GLOBAL – Asian REITs are leading their European and North American counterparts on environmental performance, according to a report from MSCI ESG Research.

The report, which benchmarks 70 REITs, measured portfolio-wide performance against criteria including the level of environmental certification.

Asia-Pacific REITs came out top with 24.2%, compared with 17.5% for European and 5.6% in North American REITs.

Senior analyst Mario López-Alcalá attributed the performance differential to a combination of regulatory initiatives and electricity prices.

López-Alcalá acknowledged that Asia-Pacific's regional performance had been driven to some extent by outperformance in Australia, which requires REITs to disclose energy ratings for buildings above a minimum size.

"Government commitment is instrumental in making managers and tenants aware," he said.

"Regulatory and market incentives are both important. Regulation will propel the market, but then the market will take over and make new practices the new normal."

In contrast to the European Union and Australia, the US has yet to implement federal regulation related to climate change.

Moreover, the US lacks the other significant incentive to focus on environmental performance – a decade-long increase in energy prices.

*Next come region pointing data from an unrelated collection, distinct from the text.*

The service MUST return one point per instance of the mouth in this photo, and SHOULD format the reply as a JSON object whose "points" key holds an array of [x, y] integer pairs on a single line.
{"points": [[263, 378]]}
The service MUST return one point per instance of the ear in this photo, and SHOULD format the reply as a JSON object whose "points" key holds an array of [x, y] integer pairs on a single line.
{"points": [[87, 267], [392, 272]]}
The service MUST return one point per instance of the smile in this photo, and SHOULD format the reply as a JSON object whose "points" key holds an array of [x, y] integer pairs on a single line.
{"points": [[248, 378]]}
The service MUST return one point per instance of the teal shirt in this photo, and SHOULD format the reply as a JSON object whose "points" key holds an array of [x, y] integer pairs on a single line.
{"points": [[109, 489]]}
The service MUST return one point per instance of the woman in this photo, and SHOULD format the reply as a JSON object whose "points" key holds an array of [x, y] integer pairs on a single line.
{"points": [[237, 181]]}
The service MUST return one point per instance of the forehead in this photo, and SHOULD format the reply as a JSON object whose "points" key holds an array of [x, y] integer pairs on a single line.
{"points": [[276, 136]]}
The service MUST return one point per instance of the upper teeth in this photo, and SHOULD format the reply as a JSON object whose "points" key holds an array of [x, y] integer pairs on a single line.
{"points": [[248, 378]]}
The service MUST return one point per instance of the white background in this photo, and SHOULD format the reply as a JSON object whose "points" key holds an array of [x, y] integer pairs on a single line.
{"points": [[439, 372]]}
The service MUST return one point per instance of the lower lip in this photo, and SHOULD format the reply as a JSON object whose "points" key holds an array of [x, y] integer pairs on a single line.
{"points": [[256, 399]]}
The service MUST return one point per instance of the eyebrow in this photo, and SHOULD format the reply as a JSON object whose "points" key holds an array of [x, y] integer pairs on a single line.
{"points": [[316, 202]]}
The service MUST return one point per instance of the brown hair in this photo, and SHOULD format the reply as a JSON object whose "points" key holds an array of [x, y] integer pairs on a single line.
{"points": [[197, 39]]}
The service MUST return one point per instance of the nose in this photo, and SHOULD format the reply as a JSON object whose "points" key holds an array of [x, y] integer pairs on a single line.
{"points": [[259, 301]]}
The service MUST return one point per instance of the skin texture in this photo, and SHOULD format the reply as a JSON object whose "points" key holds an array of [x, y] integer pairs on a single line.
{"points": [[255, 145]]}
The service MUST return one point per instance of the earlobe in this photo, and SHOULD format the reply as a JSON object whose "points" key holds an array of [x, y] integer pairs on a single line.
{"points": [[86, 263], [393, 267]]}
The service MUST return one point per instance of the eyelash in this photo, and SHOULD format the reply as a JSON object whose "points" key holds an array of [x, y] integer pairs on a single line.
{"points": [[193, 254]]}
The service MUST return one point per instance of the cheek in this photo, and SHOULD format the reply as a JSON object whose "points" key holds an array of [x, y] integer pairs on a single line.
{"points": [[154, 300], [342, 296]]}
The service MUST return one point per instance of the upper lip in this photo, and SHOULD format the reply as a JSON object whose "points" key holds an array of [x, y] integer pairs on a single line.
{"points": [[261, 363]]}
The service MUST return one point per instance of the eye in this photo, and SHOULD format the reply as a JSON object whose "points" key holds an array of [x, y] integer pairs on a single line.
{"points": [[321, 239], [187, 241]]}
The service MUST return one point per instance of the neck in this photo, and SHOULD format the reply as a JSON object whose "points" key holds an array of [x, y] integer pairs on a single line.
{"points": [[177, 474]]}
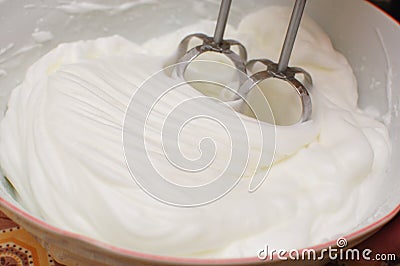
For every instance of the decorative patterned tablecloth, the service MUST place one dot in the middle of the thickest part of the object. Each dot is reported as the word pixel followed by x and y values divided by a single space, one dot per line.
pixel 19 248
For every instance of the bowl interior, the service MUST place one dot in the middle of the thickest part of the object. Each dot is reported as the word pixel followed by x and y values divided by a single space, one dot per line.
pixel 367 37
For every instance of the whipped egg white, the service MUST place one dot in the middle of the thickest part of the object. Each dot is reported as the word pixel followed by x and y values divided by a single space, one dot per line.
pixel 61 148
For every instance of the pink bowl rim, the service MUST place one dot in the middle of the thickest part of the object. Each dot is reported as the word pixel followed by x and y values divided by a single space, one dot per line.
pixel 169 259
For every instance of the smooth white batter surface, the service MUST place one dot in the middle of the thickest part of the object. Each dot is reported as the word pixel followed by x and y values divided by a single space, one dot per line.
pixel 61 148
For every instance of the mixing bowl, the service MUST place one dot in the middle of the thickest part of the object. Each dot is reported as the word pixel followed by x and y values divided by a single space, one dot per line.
pixel 365 35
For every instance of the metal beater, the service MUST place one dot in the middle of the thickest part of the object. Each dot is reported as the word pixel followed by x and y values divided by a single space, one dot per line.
pixel 212 44
pixel 278 70
pixel 281 70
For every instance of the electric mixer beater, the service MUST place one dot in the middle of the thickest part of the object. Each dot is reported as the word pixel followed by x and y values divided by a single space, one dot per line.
pixel 279 70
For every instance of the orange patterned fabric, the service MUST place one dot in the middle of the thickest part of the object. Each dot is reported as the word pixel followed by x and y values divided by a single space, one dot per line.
pixel 19 248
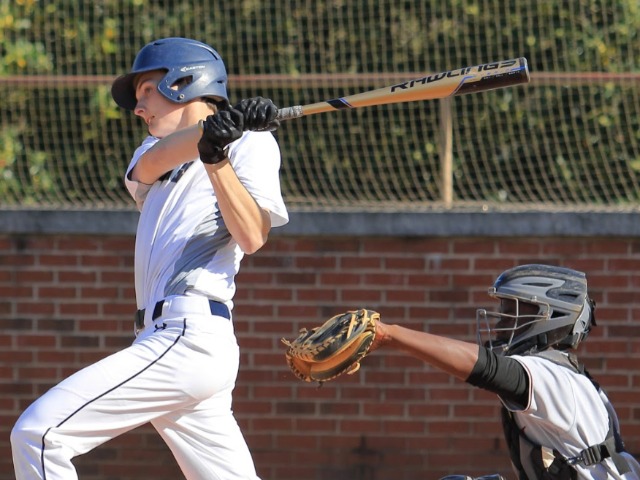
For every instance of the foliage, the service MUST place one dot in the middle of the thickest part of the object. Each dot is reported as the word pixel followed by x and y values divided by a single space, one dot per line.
pixel 75 144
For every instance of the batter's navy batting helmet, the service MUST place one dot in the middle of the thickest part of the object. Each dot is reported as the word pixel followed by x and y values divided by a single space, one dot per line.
pixel 183 59
pixel 564 317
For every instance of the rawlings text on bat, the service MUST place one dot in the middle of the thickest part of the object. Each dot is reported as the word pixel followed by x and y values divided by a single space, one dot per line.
pixel 479 78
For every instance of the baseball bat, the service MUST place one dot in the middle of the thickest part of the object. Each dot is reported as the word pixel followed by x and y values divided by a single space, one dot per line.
pixel 479 78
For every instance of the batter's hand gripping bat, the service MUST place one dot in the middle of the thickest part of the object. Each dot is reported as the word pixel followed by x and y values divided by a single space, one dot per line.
pixel 479 78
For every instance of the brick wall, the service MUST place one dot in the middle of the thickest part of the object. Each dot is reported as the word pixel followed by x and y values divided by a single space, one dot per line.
pixel 67 301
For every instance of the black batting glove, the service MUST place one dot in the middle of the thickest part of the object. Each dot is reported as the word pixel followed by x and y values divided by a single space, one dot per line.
pixel 259 114
pixel 218 131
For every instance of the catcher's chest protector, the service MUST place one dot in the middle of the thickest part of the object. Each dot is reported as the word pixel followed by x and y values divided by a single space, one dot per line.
pixel 537 462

Price increases in Asia and Europe over the decade to 2011 drove energy efficiency improvement in those markets.

More muted North American increases – 42%, compared with 134% in Europe and 199% in Asia-Pacific – resulted in "stagnant" energy and water-efficiency improvements.

Measured by sector, retail and residential lag behind office REITs.

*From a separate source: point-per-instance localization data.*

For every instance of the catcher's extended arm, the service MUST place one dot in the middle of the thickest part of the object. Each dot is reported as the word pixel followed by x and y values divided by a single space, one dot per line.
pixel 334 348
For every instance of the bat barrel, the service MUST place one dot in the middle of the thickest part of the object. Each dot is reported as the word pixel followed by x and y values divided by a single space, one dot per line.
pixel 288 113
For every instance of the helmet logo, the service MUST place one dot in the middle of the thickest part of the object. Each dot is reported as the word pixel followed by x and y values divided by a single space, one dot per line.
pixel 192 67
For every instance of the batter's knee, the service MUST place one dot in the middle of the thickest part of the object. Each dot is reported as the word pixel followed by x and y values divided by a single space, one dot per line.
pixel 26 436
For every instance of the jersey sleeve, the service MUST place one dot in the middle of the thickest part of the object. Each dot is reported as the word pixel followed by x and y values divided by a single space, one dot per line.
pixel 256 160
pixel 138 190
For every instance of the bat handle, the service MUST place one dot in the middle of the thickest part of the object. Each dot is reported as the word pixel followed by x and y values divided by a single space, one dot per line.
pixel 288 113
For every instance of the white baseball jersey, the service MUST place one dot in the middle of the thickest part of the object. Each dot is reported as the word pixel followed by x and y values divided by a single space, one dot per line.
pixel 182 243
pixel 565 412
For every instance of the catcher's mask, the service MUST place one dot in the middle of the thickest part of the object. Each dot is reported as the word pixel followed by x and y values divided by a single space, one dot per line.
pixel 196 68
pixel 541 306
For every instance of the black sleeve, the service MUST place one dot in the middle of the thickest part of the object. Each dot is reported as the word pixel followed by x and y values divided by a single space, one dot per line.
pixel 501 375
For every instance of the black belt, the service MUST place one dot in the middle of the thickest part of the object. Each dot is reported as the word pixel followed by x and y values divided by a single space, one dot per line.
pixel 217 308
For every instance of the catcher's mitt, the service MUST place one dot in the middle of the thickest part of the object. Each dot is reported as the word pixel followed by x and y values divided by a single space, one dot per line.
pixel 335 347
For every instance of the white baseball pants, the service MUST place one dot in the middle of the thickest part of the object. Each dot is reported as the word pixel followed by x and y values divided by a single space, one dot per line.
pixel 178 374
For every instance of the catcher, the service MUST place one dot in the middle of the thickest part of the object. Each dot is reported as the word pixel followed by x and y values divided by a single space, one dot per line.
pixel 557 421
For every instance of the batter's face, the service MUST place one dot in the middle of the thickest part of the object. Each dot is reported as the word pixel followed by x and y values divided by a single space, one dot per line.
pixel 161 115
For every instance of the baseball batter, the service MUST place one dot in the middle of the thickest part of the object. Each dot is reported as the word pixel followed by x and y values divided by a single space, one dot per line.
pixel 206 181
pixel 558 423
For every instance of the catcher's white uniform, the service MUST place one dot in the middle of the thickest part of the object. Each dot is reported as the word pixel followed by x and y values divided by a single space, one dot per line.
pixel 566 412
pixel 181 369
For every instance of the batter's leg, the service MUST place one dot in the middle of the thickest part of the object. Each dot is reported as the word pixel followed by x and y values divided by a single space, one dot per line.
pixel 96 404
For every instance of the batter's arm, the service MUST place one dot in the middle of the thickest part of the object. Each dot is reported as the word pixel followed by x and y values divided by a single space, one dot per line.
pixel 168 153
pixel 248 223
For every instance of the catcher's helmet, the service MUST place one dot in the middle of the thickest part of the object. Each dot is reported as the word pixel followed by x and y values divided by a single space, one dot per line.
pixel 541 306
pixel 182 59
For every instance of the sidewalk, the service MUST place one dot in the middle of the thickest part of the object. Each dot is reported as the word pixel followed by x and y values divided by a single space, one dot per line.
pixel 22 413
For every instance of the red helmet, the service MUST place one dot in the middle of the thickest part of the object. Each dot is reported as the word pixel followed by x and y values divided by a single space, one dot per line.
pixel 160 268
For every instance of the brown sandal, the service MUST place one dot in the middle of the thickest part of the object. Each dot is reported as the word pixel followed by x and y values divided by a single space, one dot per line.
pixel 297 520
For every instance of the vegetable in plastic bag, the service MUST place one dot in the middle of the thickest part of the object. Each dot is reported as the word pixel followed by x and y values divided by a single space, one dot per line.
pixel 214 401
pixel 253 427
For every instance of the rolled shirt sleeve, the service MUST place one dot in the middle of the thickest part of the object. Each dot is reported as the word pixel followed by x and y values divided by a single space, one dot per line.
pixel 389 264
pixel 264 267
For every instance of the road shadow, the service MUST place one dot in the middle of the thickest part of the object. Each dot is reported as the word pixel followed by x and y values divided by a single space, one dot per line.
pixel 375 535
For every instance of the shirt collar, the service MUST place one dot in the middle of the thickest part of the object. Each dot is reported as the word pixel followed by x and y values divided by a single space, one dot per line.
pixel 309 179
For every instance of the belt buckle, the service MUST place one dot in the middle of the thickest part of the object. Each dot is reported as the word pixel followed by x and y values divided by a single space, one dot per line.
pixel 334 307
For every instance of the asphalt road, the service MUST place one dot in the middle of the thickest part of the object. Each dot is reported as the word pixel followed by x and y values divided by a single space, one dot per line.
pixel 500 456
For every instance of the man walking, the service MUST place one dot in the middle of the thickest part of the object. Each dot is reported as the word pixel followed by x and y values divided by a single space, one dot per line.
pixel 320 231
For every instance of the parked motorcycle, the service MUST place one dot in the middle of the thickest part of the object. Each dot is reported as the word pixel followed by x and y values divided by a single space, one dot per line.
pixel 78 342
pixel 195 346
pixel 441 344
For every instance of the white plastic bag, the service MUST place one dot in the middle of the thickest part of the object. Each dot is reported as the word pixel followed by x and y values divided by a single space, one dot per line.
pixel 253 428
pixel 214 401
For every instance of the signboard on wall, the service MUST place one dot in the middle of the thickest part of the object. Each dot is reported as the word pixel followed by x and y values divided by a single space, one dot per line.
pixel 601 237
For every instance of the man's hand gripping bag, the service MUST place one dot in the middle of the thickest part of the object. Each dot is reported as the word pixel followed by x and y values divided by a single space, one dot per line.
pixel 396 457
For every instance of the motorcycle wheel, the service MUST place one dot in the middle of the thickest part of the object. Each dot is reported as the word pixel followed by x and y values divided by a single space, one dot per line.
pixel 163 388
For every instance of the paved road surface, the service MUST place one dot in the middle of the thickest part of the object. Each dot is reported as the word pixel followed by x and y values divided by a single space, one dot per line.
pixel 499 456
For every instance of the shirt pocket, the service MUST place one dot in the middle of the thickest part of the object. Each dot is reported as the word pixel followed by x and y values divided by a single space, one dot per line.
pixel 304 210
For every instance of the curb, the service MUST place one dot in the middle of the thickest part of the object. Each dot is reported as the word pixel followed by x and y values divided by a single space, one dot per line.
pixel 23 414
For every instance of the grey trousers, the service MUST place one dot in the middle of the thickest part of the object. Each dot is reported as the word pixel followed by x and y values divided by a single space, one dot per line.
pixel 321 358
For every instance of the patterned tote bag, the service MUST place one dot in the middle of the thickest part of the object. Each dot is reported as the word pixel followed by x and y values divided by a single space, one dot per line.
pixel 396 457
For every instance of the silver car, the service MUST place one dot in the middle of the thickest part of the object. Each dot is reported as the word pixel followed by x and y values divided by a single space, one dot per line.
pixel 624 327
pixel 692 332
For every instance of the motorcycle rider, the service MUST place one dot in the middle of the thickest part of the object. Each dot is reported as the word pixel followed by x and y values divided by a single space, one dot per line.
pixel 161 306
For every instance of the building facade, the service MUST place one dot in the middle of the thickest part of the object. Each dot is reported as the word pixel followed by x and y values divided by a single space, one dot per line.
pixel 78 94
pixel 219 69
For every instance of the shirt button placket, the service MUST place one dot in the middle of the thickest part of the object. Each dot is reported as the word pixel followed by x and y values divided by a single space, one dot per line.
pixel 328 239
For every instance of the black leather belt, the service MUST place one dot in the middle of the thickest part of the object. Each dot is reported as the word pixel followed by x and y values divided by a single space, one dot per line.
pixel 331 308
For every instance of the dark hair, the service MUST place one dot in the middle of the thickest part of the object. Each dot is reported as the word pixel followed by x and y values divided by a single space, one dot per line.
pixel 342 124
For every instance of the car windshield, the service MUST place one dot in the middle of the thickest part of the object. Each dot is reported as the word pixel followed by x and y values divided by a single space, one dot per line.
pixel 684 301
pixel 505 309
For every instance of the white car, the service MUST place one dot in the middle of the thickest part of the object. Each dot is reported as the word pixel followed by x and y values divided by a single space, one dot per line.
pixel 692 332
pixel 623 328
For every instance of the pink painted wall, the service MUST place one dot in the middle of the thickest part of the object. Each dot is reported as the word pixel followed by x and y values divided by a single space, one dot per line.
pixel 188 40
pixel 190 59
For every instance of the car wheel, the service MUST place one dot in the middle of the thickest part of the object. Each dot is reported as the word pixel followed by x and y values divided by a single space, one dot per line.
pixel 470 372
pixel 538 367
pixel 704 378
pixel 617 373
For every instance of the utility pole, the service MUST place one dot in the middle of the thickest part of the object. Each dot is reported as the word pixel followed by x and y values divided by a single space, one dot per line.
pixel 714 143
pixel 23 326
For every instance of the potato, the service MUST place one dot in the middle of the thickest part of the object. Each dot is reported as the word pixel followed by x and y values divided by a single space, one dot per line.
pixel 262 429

Yet, according to the MSCI report, retail ranks with office in its potential as a resource-intensive sub-sector to mitigate energy-price volatility risks.

Similar opportunities lie in diversified REITs, which on average comprise 31% office and 18% retail assets, and specialist North American REITs, which are significantly underdeveloped.

The report also noted green certification of 9% of Prologis's portfolio, and 17.6% of Segro's, despite limited opportunities for green development in industrial.